I can do boosting from 1-75 as quick as possible all I ask is if its F2P account it may take a little longer for the fishing. I can have it done in less then 1 day. 

If you want one of those stats boosted please atleast have the basic items needed to level it. ie, if you want 1-40 attk and str on a brand new account Please have atleast full iron and like 15k gp for scimmy's and food. (if its a brand new account I can make exceptions)

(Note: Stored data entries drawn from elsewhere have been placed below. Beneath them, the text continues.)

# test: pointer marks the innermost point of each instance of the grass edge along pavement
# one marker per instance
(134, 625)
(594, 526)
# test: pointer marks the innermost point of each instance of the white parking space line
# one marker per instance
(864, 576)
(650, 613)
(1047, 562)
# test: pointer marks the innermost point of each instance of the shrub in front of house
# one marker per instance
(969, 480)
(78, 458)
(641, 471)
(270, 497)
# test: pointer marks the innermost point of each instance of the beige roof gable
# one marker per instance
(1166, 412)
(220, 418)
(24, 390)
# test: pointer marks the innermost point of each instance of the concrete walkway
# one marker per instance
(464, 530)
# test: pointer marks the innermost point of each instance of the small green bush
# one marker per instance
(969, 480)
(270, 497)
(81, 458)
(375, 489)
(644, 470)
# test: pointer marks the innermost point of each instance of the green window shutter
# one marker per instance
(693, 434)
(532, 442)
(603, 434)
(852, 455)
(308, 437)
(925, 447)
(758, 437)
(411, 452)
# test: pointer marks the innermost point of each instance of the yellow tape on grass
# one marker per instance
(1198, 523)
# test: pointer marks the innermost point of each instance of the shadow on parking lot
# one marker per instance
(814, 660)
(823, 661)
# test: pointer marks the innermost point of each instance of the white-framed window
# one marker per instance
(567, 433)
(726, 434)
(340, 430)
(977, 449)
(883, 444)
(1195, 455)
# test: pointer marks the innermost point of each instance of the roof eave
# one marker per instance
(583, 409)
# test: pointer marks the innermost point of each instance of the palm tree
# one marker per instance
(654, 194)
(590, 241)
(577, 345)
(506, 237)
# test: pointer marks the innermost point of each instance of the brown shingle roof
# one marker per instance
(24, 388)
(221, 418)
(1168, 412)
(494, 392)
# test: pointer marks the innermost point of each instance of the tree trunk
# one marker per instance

I have a VERY reliable program that I haven't been using it is NOT public software so chances of getting banned are INCREDIBLY low. so PM me what you need and we can price negotiate!  :Smile: 

I am willing to take ingame currency or out of game.  :Smile: 

-->Prices for any skill:

->1-30 = 300k

->30-50 = 600k

->50-60 = 1M

->60-70 = 1.5M

->70-80 = 2M


Edit: 8/05 Does anyone really not need any boosting. I would really love to have some business so I can get some vouches!  :Smile:

----------


## 420199869

Would've used this service if it was cheaper.

----------


## setari

Considering I've made 10 mil in a week and I literally know nothing about money making, this is super cheap lol.

----------